For years, there has been talk about OnePlus releasing a tablet. That day has finally come, and OnePlus now has the OnePlus Pad, which is officially launching on May 8. I’ve been using one for the past few weeks, and for the most part, the tablet looks great — though the software is a bit lacking.
However, I have some qualms about OnePlus’ decision to place a single, large camera sensor right smack dab in the top middle of a tablet that is designed for horizontal use. How did this not bother whoever came up with it? Maybe I’m using my tablets wrong, but I doubt it.
The OnePlus Pad has a very premium design
First off, the OnePlus Pad has one of the most unique and distinctive aesthetics I’ve seen on a tablet. It’s a unified metal body with elegant round edges and a chambered frame design. OnePlus used aluminum alloy CNC cutting crafts to give the OnePlus Pad a brushed metal texture on the back of the tablet, similar to the grooves you’d find on a vinyl record.
It also comes in one colorway: Halo Green. OnePlus chose this color because “green gestates life, passion, and a presence that mirrors the power of nature with rawness, strength, and vitality. Being expansive and stunning, the Halo Green colorway also blends the vibrancy of life with the vastness of space.”

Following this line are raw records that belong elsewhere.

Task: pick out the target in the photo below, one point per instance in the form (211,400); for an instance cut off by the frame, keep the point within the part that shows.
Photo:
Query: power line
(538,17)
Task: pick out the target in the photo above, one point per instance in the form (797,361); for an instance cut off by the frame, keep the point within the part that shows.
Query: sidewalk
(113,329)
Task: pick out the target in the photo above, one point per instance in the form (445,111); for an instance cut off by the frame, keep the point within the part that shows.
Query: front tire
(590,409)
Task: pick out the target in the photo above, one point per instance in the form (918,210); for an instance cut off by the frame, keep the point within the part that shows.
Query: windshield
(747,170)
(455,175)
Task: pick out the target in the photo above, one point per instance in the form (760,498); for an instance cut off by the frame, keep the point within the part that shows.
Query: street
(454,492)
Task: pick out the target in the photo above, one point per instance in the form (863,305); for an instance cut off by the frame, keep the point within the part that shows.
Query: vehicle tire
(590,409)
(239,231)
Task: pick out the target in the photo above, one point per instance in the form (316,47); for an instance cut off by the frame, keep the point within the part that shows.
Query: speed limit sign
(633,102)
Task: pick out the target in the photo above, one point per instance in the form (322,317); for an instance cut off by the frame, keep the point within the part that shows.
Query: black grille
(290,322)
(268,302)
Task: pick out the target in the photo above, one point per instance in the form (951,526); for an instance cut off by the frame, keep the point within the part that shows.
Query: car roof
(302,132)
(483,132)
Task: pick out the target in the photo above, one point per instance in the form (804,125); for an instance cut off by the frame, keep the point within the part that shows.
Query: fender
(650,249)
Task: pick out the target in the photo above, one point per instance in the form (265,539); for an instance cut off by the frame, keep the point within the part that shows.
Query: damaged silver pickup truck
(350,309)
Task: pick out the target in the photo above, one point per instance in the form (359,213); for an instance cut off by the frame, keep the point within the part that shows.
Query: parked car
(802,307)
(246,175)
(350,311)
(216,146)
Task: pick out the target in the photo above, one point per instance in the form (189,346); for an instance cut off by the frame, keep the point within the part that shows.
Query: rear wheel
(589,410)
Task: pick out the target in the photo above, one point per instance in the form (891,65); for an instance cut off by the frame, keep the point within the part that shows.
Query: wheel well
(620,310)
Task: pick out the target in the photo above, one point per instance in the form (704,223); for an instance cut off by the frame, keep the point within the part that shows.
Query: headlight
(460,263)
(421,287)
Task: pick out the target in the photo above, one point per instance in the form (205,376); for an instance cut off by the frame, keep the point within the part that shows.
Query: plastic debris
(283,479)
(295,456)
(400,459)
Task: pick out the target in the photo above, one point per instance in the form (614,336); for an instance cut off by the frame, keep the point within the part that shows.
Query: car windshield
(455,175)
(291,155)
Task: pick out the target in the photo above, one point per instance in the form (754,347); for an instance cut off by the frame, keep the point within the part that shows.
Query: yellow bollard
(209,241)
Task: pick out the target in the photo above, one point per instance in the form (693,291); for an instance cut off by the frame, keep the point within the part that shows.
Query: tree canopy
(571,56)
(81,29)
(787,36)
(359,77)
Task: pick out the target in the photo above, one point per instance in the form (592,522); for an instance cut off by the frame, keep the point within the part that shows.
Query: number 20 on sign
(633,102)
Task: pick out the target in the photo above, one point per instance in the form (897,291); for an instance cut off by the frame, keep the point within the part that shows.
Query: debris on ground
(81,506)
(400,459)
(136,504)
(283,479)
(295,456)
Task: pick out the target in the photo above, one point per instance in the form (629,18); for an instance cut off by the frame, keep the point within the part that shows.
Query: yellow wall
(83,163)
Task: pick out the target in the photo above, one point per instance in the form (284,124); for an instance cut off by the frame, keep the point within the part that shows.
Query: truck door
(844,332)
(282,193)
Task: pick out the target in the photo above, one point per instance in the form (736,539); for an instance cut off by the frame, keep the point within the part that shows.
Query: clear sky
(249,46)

Yeah, that’s a lot of marketing gibberish for a color, but there’s no doubt the sage green shade will turn heads, especially in the right lighting. It reminds me of the Midnight Green iPhone 11 Pro and Alpine Green iPhone 13 Pro, both of which I was a fan of.
Like the 10th-generation iPad, the OnePlus Pad is designed for horizontal use. The front-facing camera is positioned alongside the longer edge (where the OnePlus Stylo magnetically attaches), and there is a three-point pogo pin on the opposite side to connect to the OnePlus Magnetic Keyboard (the Stylo and Keyboard are both sold separately).
That is one heck of a spot for the camera
However, on the back of the OnePlus Pad’s beautifully engineered brushed metal body is a single — and very large — 13MP camera lens. Not only does the large sensor look, well, odd, but it’s also peculiarly placed right in the top center (the opposite side of the front-facing camera).
Most tablets have their camera arrays in the corner, which is usually a spot that you don’t really touch when you are closing your tablet up to carry around and whatnot. But with the OnePlus Pad, it’s right in the center. OnePlus’ reasoning for this is symmetry and to save users from the hassle of adjusting the camera when taking photos since it’s already centered horizontally.
I can see what OnePlus is getting at with that reasoning, but here’s the thing: no one should be using a tablet as their main camera for taking photos while out and about. And the OnePlus Pad only has a 13MP camera on the back, which isn’t going to get you great photos when compared to all the smartphones that are out there, like the iPhone 14 Pro or even Samsung Galaxy S23 Ultra.
If you’re going to use a device for photos, it’s definitely going to be a smartphone or a camera, but certainly not a tablet. The only time you’ll really be using a tablet’s camera are those times you need to take a photo of a document for scanning. And when you do need a photo or video of yourself, chances are you’ll just use the front-facing camera (for selfies, video calls, etc).
My biggest issue with the OnePlus Pad camera is really the placement. I’ve been using the OnePlus Pad with the OnePlus Magnetic Keyboard this entire time, and every time I grab the tablet to lift it out of the magnetic keyboard slot, I usually grab it from the center (it’s what I usually do with my iPad Pro in Logitech keyboard case too), which results in me smudging up the camera. I also tend to just grab a tablet around the center to carry it around without a bag or sleeve, and with the OnePlus Pad, that means usually touching the camera.
I’ve never had a problem with the camera on my older 2020 11-inch iPad Pro because the camera is out of the way and never where my hands end up. Perhaps it’s just a personal thing, but I don’t like having the camera in the center like the OnePlus Pad, especially since it’s larger, too, so it just gets in the way.
It kind of feels over-engineered to the point where it affects practicality, especially since — again — this isn’t going to be your main camera device.